Abstract

Abstract Gold and scheelite bearing quartz veins in Otago Schist at Barewood, eastern Otago, are located in a regional scale zone of faults, which is traceable for at least 20 km along strike. Individual mineralised faults in the zone can be mapped up to 10 km along their northwest strike. The faults have been normal faults since their inception. Early movement involved warping of adjacent schistosity up to 5 m from the faults, and shearing of the schist in the faults, which dip about 50° northeast. Later movement was entirely brittle, and was characterised by some shears and a set of steeply dipping (up to 80° northeast and southwest) conjugate fractures. Minor late‐stage movement occurred along moderately northeast dipping shears. Slickensides suggest that later stages of movement involved significant strike‐slip motion as well as a normal component. Two stages of quartz veins occur in many localities and both quartz vein types contain gold, scheelite, and sulphides. The early quartz veins are massive white quartz, which fills the fault zones.

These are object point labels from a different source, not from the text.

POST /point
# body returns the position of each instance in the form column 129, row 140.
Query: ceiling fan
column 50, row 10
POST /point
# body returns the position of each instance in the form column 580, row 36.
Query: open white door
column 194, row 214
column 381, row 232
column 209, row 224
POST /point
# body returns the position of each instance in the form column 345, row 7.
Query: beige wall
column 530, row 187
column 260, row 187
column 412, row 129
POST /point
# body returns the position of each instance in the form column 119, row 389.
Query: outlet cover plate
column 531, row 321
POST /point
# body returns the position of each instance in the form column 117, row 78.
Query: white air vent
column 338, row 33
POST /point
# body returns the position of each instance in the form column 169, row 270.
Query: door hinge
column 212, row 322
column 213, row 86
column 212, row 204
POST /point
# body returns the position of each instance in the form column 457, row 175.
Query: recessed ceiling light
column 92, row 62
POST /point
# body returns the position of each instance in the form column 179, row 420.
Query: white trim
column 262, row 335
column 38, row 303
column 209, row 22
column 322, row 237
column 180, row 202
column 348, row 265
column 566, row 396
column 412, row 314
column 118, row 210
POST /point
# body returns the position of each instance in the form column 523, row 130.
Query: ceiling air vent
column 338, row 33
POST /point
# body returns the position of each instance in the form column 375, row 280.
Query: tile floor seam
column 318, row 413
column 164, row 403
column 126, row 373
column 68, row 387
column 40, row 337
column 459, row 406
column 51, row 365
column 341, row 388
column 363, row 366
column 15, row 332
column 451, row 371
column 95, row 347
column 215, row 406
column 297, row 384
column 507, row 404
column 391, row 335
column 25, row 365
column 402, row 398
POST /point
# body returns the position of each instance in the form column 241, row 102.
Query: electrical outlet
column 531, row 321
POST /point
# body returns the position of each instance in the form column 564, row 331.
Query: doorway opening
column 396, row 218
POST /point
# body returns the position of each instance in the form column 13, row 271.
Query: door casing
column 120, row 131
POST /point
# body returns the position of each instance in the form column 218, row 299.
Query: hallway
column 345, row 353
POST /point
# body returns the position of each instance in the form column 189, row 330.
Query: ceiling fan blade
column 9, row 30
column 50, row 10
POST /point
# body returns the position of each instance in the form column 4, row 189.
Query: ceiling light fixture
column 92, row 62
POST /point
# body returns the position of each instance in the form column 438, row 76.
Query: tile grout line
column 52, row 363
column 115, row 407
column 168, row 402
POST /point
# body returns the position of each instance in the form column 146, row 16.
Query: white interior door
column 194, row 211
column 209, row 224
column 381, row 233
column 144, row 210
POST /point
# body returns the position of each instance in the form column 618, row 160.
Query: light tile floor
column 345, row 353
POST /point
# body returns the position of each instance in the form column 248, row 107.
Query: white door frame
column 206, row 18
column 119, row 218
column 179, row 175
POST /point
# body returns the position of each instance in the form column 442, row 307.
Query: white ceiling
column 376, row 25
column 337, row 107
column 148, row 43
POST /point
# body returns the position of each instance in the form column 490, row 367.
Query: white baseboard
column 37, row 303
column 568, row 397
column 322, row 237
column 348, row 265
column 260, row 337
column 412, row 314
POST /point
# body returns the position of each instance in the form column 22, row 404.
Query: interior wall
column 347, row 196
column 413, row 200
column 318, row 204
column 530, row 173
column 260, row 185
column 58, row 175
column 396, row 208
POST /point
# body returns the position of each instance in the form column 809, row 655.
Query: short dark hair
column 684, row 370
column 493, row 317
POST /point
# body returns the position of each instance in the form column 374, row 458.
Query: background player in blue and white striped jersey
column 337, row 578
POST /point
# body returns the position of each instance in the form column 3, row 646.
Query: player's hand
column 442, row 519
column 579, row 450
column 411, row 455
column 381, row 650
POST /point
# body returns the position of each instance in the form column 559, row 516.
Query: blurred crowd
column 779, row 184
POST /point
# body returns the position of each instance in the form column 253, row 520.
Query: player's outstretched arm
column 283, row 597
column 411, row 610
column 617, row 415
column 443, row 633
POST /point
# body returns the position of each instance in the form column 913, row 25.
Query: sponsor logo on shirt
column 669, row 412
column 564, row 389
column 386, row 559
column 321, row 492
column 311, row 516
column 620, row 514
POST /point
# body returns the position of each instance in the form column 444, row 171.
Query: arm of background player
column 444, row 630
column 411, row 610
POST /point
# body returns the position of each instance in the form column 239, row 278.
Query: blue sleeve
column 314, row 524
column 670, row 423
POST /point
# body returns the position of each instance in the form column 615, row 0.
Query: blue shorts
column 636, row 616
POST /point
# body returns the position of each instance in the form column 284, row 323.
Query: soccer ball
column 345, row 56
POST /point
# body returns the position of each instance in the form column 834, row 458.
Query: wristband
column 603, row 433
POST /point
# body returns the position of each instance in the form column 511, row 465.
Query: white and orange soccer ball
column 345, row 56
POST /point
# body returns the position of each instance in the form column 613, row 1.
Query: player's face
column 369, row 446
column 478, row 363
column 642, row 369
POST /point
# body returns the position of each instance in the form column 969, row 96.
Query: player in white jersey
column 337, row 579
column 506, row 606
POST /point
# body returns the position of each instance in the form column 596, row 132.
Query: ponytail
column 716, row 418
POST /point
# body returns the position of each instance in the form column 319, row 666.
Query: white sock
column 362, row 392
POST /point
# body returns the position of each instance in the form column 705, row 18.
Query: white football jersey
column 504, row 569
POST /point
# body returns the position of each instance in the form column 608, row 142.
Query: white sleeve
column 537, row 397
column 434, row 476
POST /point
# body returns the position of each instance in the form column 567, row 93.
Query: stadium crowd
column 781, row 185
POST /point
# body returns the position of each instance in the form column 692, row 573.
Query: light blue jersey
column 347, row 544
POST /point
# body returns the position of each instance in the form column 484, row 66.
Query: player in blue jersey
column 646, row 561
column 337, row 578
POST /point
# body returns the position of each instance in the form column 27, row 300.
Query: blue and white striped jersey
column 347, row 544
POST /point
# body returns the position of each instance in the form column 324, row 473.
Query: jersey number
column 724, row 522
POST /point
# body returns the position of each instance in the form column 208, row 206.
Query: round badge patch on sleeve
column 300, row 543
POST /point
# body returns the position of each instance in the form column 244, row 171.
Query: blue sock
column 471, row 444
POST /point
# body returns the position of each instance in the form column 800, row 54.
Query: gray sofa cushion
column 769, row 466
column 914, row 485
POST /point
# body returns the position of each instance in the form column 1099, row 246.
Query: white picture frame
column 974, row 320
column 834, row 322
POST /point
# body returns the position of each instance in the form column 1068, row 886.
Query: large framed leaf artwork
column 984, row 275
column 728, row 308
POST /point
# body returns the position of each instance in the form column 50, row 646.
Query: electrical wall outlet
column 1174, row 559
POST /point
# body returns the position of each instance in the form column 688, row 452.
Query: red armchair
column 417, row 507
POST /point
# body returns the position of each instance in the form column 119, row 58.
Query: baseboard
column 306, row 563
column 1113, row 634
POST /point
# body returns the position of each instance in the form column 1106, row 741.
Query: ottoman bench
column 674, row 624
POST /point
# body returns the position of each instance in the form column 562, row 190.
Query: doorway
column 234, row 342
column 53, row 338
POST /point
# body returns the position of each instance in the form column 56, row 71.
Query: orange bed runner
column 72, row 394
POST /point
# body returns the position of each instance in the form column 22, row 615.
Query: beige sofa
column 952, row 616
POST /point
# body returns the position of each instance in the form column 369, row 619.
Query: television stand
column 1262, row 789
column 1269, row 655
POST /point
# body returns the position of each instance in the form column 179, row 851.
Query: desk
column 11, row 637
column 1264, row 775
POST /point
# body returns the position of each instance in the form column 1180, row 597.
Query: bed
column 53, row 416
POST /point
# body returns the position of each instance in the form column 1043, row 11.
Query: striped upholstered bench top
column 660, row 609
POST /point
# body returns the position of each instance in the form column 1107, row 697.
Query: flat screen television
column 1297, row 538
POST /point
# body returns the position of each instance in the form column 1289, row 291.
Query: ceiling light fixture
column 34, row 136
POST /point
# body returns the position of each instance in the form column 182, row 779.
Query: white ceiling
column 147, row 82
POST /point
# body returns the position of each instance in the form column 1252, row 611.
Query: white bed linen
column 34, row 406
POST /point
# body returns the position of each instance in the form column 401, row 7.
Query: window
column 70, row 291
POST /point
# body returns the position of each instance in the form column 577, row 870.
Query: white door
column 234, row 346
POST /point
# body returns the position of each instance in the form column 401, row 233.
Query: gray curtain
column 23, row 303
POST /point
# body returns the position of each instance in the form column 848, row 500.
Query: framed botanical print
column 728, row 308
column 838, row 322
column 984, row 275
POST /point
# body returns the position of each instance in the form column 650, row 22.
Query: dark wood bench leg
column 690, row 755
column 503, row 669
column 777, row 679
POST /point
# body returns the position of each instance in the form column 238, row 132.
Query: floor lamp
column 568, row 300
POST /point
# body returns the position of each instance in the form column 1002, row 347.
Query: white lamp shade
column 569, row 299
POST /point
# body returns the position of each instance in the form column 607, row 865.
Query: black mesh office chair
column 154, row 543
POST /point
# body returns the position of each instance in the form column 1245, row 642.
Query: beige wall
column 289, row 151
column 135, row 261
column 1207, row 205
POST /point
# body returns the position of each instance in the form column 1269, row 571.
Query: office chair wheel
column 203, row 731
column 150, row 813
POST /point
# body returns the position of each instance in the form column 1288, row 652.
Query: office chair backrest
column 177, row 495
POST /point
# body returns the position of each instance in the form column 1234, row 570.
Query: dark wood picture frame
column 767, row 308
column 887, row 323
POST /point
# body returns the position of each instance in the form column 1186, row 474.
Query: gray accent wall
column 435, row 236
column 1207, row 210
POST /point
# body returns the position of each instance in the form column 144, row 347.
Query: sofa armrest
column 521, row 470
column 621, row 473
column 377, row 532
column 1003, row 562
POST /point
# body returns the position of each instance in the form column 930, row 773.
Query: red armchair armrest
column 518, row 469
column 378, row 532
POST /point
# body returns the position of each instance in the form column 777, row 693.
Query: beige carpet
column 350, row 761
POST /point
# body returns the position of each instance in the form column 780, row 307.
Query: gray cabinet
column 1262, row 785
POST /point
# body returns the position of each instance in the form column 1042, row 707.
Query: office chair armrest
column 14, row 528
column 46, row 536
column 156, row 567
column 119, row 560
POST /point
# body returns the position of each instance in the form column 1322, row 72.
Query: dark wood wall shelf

The later stage of quartz crosscuts early quartz or fills brittle fractures in adjacent variably sheared schist. Fluid inclusions in the early quartz have a density of c. 0.90 g/cm3 and a constant composition of about 1.6 wt% NaCl (equivalent). Later quartz fluid inclusions have densities between 0.82 and 0.90 g/cm3 and variable compositions between 0.5 and 2.8 wt% NaCl (equivalent). Mineralisation occurred during Cretaceous regional extension, and postdates the Hyde‐Macraes Shear Zone, which is a nearby major late‐metamorphic mineralised thrust system.